Ursprung und Geschichte
Die großen Büros und zentralen Werkstätten der Compagnie des mines de Vicône-Noeux-Drocourt wurden in Nœux-les-Mines in der 2. Hälfte des 19. Jahrhunderts gebaut, in Verbindung mit der Ausbeutung der Grubennummer 1 (bekannt als Adrien Aubé de Bracquemont), die 1851 eröffnet wurde. Diese Gebäude, die rund um einen Hinterhof, Hausverwaltung und technische Workshops organisiert sind und die industrielle Innovation der Zeit widerspiegeln.
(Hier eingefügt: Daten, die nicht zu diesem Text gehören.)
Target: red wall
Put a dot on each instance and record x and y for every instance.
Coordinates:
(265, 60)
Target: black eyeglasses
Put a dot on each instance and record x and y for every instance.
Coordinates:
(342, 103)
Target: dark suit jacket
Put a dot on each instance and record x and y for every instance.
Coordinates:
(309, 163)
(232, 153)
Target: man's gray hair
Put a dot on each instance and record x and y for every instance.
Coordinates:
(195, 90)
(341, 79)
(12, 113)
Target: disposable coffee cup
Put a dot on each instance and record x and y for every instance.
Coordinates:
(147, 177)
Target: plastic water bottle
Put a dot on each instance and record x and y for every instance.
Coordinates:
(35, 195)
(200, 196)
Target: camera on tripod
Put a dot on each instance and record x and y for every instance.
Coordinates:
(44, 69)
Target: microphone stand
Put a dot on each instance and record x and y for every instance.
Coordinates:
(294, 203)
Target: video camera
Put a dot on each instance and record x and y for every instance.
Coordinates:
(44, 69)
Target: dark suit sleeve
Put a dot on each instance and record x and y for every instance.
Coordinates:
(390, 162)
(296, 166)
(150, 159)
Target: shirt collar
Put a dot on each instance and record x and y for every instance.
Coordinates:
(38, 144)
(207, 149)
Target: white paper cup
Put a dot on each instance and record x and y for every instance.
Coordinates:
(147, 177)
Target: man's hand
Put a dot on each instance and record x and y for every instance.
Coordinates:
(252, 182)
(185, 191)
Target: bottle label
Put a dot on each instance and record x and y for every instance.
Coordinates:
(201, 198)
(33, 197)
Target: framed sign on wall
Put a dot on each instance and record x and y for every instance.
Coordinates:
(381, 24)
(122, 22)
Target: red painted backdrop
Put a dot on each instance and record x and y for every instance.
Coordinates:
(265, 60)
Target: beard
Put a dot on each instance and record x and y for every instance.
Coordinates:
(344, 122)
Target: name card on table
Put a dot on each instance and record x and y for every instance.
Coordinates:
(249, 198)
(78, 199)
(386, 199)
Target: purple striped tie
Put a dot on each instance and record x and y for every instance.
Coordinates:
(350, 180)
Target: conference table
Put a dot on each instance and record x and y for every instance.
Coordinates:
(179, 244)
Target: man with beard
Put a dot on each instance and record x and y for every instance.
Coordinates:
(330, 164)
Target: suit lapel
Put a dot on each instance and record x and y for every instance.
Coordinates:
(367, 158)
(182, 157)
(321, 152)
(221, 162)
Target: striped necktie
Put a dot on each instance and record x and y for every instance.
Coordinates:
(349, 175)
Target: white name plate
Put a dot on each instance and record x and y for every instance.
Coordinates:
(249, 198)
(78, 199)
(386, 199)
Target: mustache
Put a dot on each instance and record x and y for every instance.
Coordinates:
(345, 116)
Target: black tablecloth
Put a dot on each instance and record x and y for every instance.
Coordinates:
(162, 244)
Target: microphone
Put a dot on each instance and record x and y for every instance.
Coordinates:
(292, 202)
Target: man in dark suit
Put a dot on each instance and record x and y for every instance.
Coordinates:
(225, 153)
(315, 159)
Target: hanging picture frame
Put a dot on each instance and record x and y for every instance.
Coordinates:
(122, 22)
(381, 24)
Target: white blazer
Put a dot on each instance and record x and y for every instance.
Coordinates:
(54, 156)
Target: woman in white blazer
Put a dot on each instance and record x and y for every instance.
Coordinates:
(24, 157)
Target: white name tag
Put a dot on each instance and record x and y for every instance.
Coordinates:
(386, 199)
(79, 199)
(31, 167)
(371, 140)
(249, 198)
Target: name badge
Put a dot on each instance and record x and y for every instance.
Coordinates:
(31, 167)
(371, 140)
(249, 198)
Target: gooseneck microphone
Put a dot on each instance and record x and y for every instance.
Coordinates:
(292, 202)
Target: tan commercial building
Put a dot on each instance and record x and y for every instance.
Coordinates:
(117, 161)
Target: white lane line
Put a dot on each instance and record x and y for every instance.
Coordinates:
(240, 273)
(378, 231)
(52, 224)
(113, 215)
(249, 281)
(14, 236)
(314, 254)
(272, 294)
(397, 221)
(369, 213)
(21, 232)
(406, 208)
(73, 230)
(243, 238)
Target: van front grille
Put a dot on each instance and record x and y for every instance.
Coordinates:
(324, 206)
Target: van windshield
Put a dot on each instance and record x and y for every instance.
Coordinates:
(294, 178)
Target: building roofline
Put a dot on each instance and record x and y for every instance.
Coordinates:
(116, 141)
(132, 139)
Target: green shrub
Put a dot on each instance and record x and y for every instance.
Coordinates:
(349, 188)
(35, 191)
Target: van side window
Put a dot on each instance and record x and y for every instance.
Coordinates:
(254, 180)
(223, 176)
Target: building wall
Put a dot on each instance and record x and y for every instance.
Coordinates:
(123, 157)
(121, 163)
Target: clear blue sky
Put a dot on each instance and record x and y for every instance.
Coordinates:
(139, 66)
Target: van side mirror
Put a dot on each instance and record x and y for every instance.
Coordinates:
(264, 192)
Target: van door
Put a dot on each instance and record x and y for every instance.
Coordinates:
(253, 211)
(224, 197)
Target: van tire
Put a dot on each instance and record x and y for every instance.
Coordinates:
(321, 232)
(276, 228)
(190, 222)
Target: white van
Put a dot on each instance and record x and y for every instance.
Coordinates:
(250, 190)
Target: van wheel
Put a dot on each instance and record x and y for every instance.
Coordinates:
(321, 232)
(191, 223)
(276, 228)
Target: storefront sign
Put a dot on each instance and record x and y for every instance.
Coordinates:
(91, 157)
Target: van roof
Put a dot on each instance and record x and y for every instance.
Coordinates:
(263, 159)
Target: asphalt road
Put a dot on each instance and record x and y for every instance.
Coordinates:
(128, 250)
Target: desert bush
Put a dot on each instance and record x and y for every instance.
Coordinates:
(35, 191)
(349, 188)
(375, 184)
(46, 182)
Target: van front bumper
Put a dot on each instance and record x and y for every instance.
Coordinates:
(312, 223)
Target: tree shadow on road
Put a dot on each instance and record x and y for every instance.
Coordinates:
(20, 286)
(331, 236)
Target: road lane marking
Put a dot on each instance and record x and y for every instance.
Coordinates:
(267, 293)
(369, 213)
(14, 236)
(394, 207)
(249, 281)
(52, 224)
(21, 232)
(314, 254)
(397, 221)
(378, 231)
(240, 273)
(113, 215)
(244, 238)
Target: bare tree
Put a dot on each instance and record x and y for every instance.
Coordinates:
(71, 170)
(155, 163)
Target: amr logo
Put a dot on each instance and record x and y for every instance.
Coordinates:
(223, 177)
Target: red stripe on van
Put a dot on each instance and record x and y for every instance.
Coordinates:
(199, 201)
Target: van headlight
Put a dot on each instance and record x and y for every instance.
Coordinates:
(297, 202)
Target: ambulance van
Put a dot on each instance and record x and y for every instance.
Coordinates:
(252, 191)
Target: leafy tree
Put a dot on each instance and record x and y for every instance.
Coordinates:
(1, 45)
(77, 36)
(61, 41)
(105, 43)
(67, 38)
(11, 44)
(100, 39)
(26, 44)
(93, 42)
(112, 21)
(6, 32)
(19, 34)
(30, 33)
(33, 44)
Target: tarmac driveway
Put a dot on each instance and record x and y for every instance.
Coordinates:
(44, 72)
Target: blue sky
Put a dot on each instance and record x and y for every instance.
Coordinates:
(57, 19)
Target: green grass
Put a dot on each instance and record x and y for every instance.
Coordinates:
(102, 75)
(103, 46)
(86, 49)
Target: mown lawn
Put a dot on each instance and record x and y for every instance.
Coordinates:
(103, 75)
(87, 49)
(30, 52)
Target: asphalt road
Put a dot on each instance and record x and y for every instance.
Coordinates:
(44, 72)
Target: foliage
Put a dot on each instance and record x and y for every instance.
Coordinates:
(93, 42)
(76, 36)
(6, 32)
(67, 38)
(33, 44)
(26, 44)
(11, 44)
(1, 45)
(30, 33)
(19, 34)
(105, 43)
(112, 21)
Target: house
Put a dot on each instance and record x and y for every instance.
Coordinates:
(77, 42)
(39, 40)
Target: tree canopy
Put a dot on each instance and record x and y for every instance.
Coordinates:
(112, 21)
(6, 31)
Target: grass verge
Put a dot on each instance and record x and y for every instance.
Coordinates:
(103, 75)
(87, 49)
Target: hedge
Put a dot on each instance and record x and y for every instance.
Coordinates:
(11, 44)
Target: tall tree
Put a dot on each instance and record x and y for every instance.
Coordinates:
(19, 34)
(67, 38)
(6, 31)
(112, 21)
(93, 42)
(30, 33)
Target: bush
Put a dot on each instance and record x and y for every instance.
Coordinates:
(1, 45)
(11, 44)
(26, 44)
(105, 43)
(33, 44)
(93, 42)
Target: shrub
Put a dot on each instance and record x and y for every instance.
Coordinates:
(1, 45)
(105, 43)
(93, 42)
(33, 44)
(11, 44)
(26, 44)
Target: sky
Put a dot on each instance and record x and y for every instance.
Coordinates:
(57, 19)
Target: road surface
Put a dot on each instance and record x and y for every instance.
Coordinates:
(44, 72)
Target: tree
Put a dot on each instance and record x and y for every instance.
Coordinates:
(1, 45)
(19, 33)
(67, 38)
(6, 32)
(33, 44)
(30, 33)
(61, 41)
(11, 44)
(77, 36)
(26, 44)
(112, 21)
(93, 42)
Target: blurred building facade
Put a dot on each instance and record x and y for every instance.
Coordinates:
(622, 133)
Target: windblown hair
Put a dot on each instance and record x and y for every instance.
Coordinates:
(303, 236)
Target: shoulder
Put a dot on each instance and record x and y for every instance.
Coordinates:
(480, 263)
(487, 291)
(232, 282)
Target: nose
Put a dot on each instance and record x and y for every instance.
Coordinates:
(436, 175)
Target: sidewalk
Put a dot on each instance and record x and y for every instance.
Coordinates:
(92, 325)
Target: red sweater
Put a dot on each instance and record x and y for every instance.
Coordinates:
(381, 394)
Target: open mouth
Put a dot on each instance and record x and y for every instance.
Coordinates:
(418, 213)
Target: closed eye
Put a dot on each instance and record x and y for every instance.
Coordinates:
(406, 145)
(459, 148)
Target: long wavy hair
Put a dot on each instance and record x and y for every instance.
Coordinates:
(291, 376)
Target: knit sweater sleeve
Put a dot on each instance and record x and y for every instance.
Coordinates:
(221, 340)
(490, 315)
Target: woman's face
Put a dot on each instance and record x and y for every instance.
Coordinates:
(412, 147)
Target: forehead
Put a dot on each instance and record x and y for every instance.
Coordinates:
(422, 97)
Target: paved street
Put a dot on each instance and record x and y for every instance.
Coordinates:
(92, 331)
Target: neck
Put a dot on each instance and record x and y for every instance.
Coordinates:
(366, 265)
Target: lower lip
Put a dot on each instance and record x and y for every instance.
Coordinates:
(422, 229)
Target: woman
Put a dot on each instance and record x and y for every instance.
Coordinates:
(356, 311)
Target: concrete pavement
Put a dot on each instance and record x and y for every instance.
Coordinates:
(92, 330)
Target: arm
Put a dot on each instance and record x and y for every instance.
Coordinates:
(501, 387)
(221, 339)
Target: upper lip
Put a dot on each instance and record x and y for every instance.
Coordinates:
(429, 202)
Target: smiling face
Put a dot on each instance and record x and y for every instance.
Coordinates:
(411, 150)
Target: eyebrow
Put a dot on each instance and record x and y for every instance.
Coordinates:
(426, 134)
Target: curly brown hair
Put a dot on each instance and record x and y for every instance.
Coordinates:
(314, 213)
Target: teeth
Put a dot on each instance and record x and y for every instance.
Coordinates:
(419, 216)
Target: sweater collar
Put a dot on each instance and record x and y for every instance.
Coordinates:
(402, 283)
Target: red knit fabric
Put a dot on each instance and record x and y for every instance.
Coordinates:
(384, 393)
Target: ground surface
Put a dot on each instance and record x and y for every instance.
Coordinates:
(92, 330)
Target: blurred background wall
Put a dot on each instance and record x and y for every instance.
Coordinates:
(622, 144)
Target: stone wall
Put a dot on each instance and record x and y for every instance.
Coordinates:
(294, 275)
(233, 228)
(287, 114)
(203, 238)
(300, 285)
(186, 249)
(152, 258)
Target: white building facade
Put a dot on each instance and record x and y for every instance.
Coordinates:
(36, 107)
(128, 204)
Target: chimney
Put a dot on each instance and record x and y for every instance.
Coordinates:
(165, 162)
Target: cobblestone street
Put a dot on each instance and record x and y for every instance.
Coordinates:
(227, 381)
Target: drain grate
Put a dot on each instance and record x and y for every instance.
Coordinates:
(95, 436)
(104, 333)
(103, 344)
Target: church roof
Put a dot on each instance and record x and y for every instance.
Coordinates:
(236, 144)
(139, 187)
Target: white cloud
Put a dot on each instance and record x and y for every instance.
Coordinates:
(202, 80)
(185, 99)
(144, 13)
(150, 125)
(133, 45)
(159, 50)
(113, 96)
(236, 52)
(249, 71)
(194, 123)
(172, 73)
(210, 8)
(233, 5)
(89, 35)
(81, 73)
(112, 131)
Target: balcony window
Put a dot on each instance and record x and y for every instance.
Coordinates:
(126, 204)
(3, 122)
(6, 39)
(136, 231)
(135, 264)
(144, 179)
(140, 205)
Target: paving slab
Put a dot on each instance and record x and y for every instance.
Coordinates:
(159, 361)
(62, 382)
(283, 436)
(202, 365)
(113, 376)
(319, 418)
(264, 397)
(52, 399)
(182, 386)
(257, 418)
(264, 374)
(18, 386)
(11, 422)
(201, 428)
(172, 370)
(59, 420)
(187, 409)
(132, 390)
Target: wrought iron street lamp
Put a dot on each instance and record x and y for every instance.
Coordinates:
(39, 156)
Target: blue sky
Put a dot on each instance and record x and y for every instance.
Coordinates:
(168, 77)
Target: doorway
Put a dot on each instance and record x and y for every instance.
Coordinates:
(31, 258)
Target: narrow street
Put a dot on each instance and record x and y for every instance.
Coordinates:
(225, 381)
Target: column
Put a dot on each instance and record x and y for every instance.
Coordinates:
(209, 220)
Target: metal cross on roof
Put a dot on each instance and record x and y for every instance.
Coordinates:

Sie wurden zwischen den beiden Kriegen verändert, mit der Hinzufügung eines Art Deco Flügels zum Westpavillon.
Das Bergbauunternehmen, ein Pionier im Kohlebergbau, entwickelte sich rund um die Grube der Arbeiterstädte, eine Sainte-Barbe-Kirche (1890), eine zentrale Apotheke (1927) und eine Genossenschaft für Bergarbeiter. Diese Infrastruktur, die 2009-2010 als historisches Denkmal aufgeführt wurde, spiegelt die soziale und wirtschaftliche Organisation des Bergbaubeckens wider. Der Standort, der nach dem Verschließen der Grube 1968 in eine Industriezone umgebaut wurde, behält sich nun emblematische Reste wie das Eingangstor und Werkstätten vor.
Die Grube No.1 war ein technologisches Modell: der erste Brunnen von 4 Metern Durchmesser (statt 3), ausgestattet mit einer Zweizylinder-Extraktionsmaschine und einem innovativen Lüftungssystem. Die Rekordproduktion (537.050 Hektoliter im Jahre 1853-54) markierte den Beginn der Kohleindustrie in der Region. Die heute bewaldeten und erhaltenen Gebäude erinnern an diese Geschichte, während ein Museum der nahe gelegenen Mine seine Erinnerung fortsetzt.
Die Verstaatlichung von 1946 wurde Teil der Bethune Gruppe, vor der endgültigen Schließung 1968. Die Fassaden der großen Büros, Werkstätten, der Genossenschaft und der seit 2009-2010 geschützten Apotheke illustrieren das architektonische und soziale Erbe der Houillères. Der Standort, noch privat, ist Gegenstand von Reflexionen für seine zukünftige Entwicklung.